Universal screening results in many low-risk patients being offered an unnecessary intervention that PCPs are already reluctant to provide,[16,18,19,33] This clinical prediction rule prioritizes specificity over sensitivity and identifies patients who are likely to truly be drinking at an unhealthy level. Therefore, the population appropriate for follow-up assessment is greatly reduced compared with universal screening, freeing up time and resources. The trade-off is that some patients with unhealthy drinking are incorrectly categorized as low risk, missing an opportunity to intervene. If the setting warrants, the model can operate at a higher sensitivity, with correspondingly lower specificity.

This study has limitations. First, the NHANES sample is meant to be representative of the general population of adults in the United States, which may be different from those seeking primary care. The study population undoubtedly included some adults who would not be subjects for screening because, for example, they had a previously diagnosed alcohol use disorder. Second, the NHANES data may not be representative of EHR data, which would be used in practice. EHRs are likely to have much more missing data. However, random forest models are robust to missing data. Third, NHANES questionnaires were administered in person, possibly introducing social desirability response bias.[52] Therefore, alcohol and tobacco use may be underreported compared with self-report articles or electronic questionnaires. Because smoking was an important predictor in the model and alcohol use is the outcome, inaccurate reporting could result in misclassification. Nonetheless, self-report is the typical method for assessing smoking status and alcohol use in health care settings. Fourth, the prediction rule is not very transparent. Notably, it offers no single estimate of the relationship between any predictor and the outcome analogous to the odds ratio from a regression. A single predictor may seem to be harmful in some subgroups of patients and protective in others. Finally, we believe that this analysis overestimates the performance of universal screening because it assumes that all patients would be screened. In fact, a relatively low fraction of primary care patients are routinely screened with a validated tool such as the AUDIT.[17]

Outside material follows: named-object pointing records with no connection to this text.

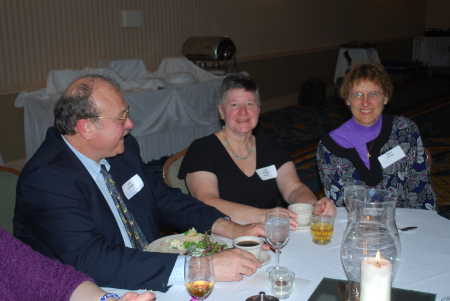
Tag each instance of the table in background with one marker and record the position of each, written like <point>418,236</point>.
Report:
<point>166,120</point>
<point>357,55</point>
<point>432,51</point>
<point>424,264</point>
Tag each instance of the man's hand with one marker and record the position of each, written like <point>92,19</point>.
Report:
<point>230,265</point>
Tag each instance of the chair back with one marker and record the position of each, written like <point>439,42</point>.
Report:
<point>8,184</point>
<point>170,171</point>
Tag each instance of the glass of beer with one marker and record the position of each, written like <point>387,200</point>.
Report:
<point>322,229</point>
<point>199,275</point>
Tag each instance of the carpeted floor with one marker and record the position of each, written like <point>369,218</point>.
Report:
<point>299,128</point>
<point>426,101</point>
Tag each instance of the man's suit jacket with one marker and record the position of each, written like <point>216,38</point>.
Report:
<point>61,212</point>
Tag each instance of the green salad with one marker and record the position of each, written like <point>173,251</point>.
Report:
<point>196,243</point>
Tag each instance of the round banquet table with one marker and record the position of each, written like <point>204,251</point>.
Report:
<point>424,264</point>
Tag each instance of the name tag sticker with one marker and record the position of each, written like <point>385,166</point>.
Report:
<point>391,156</point>
<point>132,186</point>
<point>267,173</point>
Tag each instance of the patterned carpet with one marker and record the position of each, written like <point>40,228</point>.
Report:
<point>299,128</point>
<point>426,101</point>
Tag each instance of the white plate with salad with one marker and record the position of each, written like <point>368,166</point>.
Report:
<point>190,240</point>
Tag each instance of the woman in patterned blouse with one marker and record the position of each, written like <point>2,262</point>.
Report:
<point>382,150</point>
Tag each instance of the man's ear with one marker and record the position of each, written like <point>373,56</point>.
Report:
<point>84,128</point>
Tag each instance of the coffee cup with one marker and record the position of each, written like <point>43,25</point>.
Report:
<point>303,212</point>
<point>252,244</point>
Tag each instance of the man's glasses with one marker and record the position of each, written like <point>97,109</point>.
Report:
<point>121,119</point>
<point>371,95</point>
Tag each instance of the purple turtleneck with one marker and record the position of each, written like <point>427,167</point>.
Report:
<point>353,135</point>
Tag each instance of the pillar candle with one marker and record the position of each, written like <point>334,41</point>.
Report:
<point>376,276</point>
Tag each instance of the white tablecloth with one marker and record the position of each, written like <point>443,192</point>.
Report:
<point>432,51</point>
<point>166,119</point>
<point>424,264</point>
<point>357,55</point>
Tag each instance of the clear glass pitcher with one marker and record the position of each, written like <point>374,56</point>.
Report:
<point>371,228</point>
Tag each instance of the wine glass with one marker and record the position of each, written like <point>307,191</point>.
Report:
<point>277,229</point>
<point>199,275</point>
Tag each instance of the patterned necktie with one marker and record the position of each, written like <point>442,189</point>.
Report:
<point>137,238</point>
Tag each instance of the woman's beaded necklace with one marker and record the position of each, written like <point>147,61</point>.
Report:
<point>229,146</point>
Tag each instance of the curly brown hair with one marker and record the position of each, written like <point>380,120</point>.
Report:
<point>374,73</point>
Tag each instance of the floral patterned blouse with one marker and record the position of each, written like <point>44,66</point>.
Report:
<point>408,177</point>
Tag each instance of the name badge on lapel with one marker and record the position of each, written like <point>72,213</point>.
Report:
<point>267,173</point>
<point>132,186</point>
<point>391,156</point>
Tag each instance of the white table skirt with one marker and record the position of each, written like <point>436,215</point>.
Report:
<point>358,55</point>
<point>432,51</point>
<point>165,121</point>
<point>424,264</point>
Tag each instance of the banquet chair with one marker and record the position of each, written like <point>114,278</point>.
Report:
<point>8,184</point>
<point>170,171</point>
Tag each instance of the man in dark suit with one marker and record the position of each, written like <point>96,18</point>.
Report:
<point>65,210</point>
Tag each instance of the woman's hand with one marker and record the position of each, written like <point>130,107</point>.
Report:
<point>145,296</point>
<point>325,206</point>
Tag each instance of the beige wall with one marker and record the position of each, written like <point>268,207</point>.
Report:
<point>280,43</point>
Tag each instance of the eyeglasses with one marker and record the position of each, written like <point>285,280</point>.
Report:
<point>371,95</point>
<point>122,119</point>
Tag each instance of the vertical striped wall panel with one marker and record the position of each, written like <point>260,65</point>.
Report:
<point>37,36</point>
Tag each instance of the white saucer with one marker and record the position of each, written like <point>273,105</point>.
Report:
<point>264,258</point>
<point>299,228</point>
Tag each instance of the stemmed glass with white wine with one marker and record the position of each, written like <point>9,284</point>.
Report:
<point>277,229</point>
<point>199,275</point>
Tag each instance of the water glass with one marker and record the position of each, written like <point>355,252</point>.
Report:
<point>353,189</point>
<point>282,283</point>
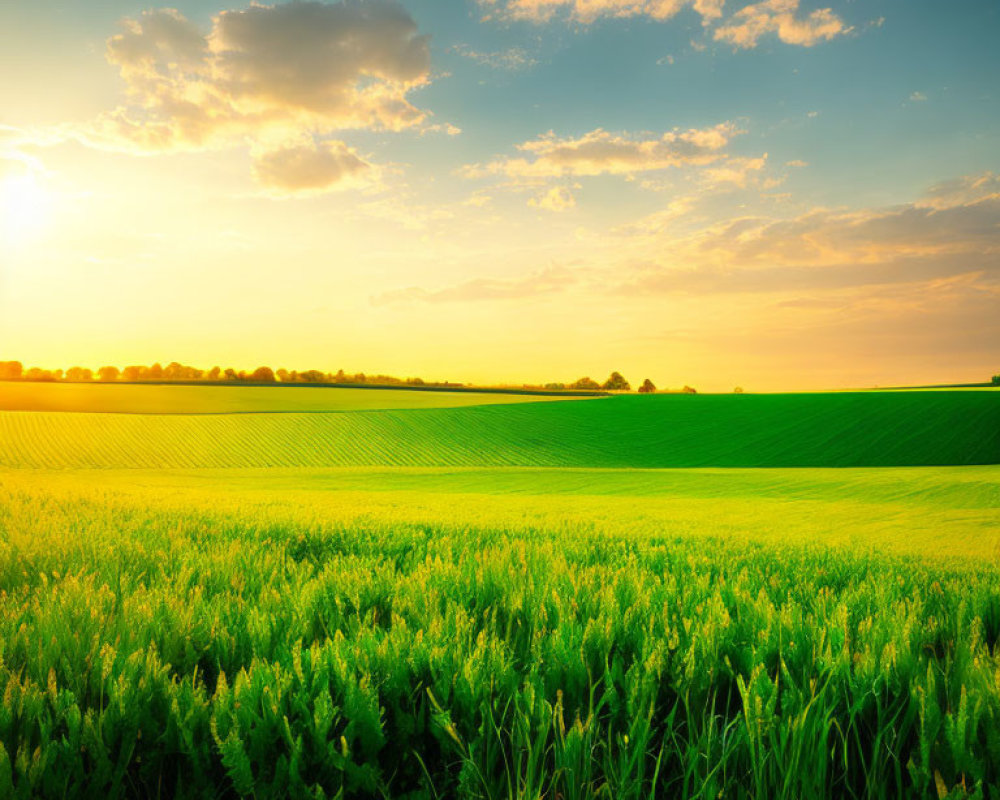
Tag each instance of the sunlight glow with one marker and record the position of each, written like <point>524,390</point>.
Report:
<point>25,206</point>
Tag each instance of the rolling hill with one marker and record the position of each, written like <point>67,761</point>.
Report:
<point>792,430</point>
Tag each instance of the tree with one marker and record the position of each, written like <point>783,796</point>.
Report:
<point>616,383</point>
<point>11,370</point>
<point>38,374</point>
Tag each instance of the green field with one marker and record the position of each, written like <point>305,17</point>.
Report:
<point>602,598</point>
<point>804,430</point>
<point>137,398</point>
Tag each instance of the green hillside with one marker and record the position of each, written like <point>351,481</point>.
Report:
<point>794,430</point>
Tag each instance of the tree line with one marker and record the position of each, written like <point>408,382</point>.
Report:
<point>177,372</point>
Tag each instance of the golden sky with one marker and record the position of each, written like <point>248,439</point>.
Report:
<point>772,195</point>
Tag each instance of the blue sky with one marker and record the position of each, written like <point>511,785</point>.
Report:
<point>720,189</point>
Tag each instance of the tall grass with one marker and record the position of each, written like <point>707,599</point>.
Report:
<point>159,651</point>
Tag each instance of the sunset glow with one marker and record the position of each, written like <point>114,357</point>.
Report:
<point>778,195</point>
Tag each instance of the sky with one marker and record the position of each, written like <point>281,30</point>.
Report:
<point>777,195</point>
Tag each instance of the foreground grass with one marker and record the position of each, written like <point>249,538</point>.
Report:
<point>489,633</point>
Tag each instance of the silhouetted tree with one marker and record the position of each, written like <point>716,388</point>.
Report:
<point>11,370</point>
<point>616,383</point>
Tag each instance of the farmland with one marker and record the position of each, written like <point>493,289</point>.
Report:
<point>586,598</point>
<point>808,430</point>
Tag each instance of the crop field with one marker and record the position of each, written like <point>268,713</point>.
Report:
<point>601,598</point>
<point>807,430</point>
<point>186,399</point>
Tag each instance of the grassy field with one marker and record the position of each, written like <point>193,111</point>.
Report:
<point>807,430</point>
<point>109,398</point>
<point>217,612</point>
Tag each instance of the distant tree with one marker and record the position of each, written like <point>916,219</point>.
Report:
<point>11,370</point>
<point>616,383</point>
<point>46,375</point>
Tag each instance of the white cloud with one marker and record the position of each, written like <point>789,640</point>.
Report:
<point>604,153</point>
<point>513,59</point>
<point>587,11</point>
<point>746,27</point>
<point>557,199</point>
<point>309,168</point>
<point>275,71</point>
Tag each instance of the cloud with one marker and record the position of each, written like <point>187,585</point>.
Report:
<point>745,28</point>
<point>557,199</point>
<point>309,168</point>
<point>547,281</point>
<point>735,171</point>
<point>603,153</point>
<point>587,11</point>
<point>954,229</point>
<point>513,59</point>
<point>264,70</point>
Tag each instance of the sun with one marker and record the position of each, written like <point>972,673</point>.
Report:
<point>25,206</point>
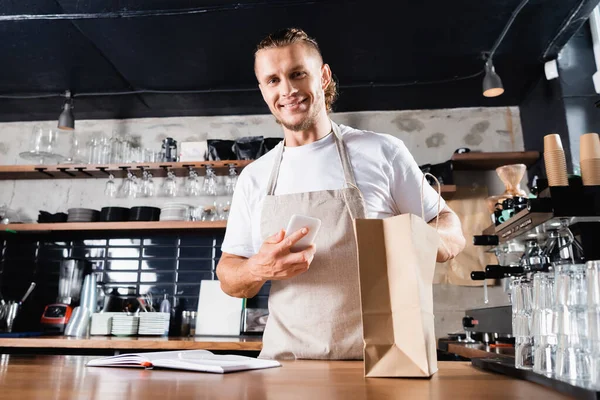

Motivated by critical barriers facing PCPs in identifying unhealthy drinking, we describe an alternative approach to routine universal screening: a clinical prediction rule based on existing data. This method could reduce the burden on PCPs and allow them to focus their attention on those who need it most. The virtue of the clinical prediction rule is not that it is perfectly accurate but that it is fast, inexpensive, unobtrusive, and identifies a subset of patients at a higher risk of unhealthy drinking.